31 March 2016

Getting Started With Git

Okay, let’s assume you’ve used version control systems before and perhaps you’ve even used Git. Great! However, you’re still a bit confused about how it all works and what you should be doing. Groovy! That makes you just like every other Git user at some point in their lives. This is a primer (or refresher) on Git.

On the other hand, if you have a complete mastery of when rebasing makes sense and under what circumstances a forced push is useful then TL;DR and move on. Have a nice day. Better yet, send me a pull request on how this could be made better.

Installation

It won’t come as much of a surprise to learn that in order to use Git you’ll need to have it installed on your computer. Let’s get that out of the way first.

Windows

There are several approaches to installing Git on Windows. My personal preference is to use Git for Windows as it provides a pretty decent BASH implementation, a decent Git GUI (if you’re in to that kind of thing), and shell integration. If you prefer to spend your time in PowerShell you’ll probably prefer posh-git. Of course, you can also just install from the Git download page.

OS X

Congratulations! You already have Git. However, the version you have is likely pretty outdated. You can download the latest from the Git download page or, if you prefer, use a tool like Homebrew to install it and stay up to date.

Linux

Congratulations! The architect of your operating system is also the guy that created Git so you’re off to a great start. You probably already have Git, but if not then it’s certainly easy to find thanks to your distribution’s package manager (apt-get, rpm, or whatever). Using a distribution that doesn’t have a package manager or you’re not familiar with how to install software on your Linux computer? Well, you’re probably used to reading HOWTO documents already so… do that.

BeOS/MS-DOS/Minux/OS2/NetWare

Seriously? I mean, cool. Good for you, buddy.

Git GUI’s

I found this quote regarding Git recently:

“The problem with Git is that it’s so ancient that we have to use the command line or Terminal if you’re a Mac user in order to access it, typing in snippets of code like ‘90s hackers. This can be a difficult proposition for modern computer users. That’s where GitHub comes in.”

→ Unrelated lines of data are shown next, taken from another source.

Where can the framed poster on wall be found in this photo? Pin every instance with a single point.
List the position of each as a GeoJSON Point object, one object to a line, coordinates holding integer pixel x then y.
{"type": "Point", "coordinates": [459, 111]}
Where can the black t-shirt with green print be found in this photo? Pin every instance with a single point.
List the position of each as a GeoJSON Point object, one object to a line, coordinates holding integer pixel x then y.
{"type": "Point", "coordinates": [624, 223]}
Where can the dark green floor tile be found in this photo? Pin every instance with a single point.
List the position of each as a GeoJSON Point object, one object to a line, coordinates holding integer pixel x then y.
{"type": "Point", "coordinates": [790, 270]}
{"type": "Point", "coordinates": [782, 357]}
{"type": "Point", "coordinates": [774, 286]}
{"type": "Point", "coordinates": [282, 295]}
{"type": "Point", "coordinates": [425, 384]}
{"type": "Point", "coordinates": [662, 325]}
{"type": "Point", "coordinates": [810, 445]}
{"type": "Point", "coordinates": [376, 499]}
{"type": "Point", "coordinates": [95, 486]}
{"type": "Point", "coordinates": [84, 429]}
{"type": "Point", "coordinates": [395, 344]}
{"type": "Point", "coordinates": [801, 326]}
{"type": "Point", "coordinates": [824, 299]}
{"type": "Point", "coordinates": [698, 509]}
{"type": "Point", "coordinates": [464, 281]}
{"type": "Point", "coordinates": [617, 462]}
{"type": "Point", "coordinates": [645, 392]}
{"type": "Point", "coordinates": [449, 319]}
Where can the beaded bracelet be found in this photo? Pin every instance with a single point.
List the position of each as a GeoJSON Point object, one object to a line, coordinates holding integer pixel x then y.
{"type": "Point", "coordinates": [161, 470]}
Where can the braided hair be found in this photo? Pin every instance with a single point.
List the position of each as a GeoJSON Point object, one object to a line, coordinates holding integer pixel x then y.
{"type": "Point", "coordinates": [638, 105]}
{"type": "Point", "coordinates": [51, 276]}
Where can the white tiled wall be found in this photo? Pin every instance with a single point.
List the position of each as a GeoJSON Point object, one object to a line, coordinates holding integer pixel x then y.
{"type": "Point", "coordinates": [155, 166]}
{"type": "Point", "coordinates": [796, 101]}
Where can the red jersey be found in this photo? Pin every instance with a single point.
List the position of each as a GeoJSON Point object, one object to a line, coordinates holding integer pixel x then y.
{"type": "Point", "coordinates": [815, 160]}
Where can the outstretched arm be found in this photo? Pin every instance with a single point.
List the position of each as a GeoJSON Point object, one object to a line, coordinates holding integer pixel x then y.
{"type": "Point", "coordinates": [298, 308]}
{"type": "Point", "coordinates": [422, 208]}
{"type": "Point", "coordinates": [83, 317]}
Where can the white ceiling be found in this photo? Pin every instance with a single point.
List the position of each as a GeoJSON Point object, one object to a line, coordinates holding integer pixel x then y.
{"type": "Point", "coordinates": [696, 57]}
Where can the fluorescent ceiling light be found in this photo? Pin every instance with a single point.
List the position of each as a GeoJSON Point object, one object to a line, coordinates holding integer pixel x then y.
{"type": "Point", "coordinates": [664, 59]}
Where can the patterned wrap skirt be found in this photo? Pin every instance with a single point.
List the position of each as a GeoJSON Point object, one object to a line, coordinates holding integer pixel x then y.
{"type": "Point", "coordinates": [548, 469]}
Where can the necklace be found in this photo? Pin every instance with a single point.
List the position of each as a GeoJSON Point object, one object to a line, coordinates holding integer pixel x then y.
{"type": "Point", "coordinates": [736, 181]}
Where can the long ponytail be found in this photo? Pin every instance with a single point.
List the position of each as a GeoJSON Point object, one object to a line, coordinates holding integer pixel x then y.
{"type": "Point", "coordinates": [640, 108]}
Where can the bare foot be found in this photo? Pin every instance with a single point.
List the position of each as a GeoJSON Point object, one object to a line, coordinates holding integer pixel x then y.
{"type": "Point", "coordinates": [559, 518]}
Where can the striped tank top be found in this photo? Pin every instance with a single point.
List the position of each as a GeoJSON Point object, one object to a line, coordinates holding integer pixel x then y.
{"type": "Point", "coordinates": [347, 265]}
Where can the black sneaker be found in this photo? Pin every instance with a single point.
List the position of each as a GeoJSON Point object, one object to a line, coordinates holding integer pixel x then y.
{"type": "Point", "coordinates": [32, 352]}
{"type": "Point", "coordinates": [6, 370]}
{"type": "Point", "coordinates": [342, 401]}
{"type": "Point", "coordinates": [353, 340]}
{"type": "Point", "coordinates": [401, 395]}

Typing simple commands on a (gasp) command line is difficult? If that’s the case for you then perhaps you should visit your guidance counselor and talk about an exciting career in TV and VCR repair. Seriously, learning Git means learning Git which is not a pretty graphical interface. Are those available? Sure! They’re out there. They can be nice to use, too. Do yourself a huge favor, however, and learn the tool then learn the other goodies. Oh, and the notion that GitHub is just a graphical interface for Git? Just ignore that.

Setup

Git uses dotfiles (literally, files with names that begin with a full stop a.k.a., “period” or “dot”) to store configuration values. The ones you’ll generally be concerned with are .gitconfig and .gitignore_global which are usually in your home folder (or in %USERPROFILE% on Windows) and .gitignore which is generally found in each repository. Open these up and poke around. They’re in the INI file format and are quite easy to change.

Repositories

A Git repository is nothing more than a folder that has been initialized using git init and therefore contains a .git folder in it that contains the goodies Git needs to keep track of things. It isn’t magical. It’s merely a folder that has been initialized for Git. Go ahead and poke around in there. It’s pretty interesting stuff!

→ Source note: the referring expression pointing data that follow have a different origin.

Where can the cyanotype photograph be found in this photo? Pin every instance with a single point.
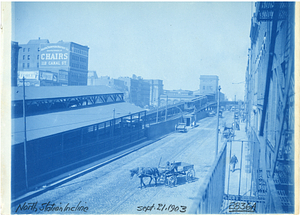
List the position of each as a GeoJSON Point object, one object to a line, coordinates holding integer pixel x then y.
{"type": "Point", "coordinates": [152, 108]}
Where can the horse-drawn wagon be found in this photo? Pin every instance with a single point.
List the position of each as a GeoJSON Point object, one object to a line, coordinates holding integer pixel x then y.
{"type": "Point", "coordinates": [168, 175]}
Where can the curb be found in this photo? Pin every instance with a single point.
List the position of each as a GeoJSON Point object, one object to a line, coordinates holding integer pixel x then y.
{"type": "Point", "coordinates": [83, 172]}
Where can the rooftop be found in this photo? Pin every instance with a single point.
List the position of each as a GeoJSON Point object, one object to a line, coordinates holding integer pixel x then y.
{"type": "Point", "coordinates": [48, 92]}
{"type": "Point", "coordinates": [53, 123]}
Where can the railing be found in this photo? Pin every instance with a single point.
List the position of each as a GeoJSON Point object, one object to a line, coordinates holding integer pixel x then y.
{"type": "Point", "coordinates": [210, 195]}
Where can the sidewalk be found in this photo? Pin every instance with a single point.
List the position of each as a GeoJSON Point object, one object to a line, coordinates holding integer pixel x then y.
{"type": "Point", "coordinates": [238, 182]}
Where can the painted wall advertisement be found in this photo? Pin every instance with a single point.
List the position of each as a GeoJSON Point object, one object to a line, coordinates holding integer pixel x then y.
{"type": "Point", "coordinates": [54, 55]}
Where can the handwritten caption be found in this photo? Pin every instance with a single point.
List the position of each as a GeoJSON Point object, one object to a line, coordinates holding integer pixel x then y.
{"type": "Point", "coordinates": [242, 207]}
{"type": "Point", "coordinates": [48, 206]}
{"type": "Point", "coordinates": [163, 207]}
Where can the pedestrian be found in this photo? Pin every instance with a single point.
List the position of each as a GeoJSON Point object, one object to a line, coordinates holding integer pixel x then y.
{"type": "Point", "coordinates": [233, 162]}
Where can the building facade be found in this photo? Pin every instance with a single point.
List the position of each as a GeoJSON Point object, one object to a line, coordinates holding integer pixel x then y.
{"type": "Point", "coordinates": [138, 91]}
{"type": "Point", "coordinates": [43, 63]}
{"type": "Point", "coordinates": [209, 84]}
{"type": "Point", "coordinates": [156, 90]}
{"type": "Point", "coordinates": [269, 104]}
{"type": "Point", "coordinates": [14, 63]}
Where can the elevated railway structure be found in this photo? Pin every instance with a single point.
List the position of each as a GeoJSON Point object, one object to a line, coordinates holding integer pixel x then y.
{"type": "Point", "coordinates": [60, 98]}
{"type": "Point", "coordinates": [71, 127]}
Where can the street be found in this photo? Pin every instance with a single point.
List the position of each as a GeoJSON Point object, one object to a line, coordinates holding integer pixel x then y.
{"type": "Point", "coordinates": [109, 189]}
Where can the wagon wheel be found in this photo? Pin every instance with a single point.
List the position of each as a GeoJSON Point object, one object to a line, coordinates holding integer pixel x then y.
{"type": "Point", "coordinates": [190, 175]}
{"type": "Point", "coordinates": [171, 181]}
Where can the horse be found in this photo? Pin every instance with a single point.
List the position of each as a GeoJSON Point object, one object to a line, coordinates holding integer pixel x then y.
{"type": "Point", "coordinates": [143, 172]}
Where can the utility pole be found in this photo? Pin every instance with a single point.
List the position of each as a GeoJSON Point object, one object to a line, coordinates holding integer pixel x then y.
{"type": "Point", "coordinates": [25, 135]}
{"type": "Point", "coordinates": [217, 131]}
{"type": "Point", "coordinates": [166, 109]}
{"type": "Point", "coordinates": [157, 114]}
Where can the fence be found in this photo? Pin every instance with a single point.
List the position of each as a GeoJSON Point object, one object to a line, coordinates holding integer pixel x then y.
{"type": "Point", "coordinates": [210, 195]}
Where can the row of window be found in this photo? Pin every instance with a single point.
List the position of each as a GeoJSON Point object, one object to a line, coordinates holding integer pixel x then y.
{"type": "Point", "coordinates": [79, 51]}
{"type": "Point", "coordinates": [76, 58]}
{"type": "Point", "coordinates": [76, 65]}
{"type": "Point", "coordinates": [28, 57]}
{"type": "Point", "coordinates": [28, 65]}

Think of your .git folder as Git’s database. In that database is everything Git knows about the files, branches, and history of everything. The folder that holds the .git sub-folder? That’s a single checkout from your Git database that’s been put in your working folder. If you come from a centralized (or client-server) version control system like CVS or Perforce you can think of the .git folder as the VCS server and the folder that contains the .git folder as your workspace.

Modifying, Staging, and Committing

Okay, so a version control system is all about keeping track of changes, right? Well, with Git there are three states that a file can be in when it comes to Git; modified, staged, and committed. Committed just means that the file hasn’t changed. Modified means that the file has changed, but those changes have not been committed. Staged means that the file has been changed (which includes moves, deletes, and new files) and has been marked in the index to go as a part of your next commit.

You’re going to run across the term HEAD fairly often when using Git. HEAD is simply a pointer to the last commit you made. You can learn more here.

Staging

To stage changes that you’ve made to your working copy you use commands like git add <filename>, git add *, and git rm <filename>. This adds the change(s) to Git’s index which means that they are staged, but not committed.

Add

To add staged change use git add <filename>, git add *, git add . git add -A, or whatever variant gets the job done for you.

Remove

To remove a staged change use git rm <filename>, git rm *`, or whatever variant gets the job done for you.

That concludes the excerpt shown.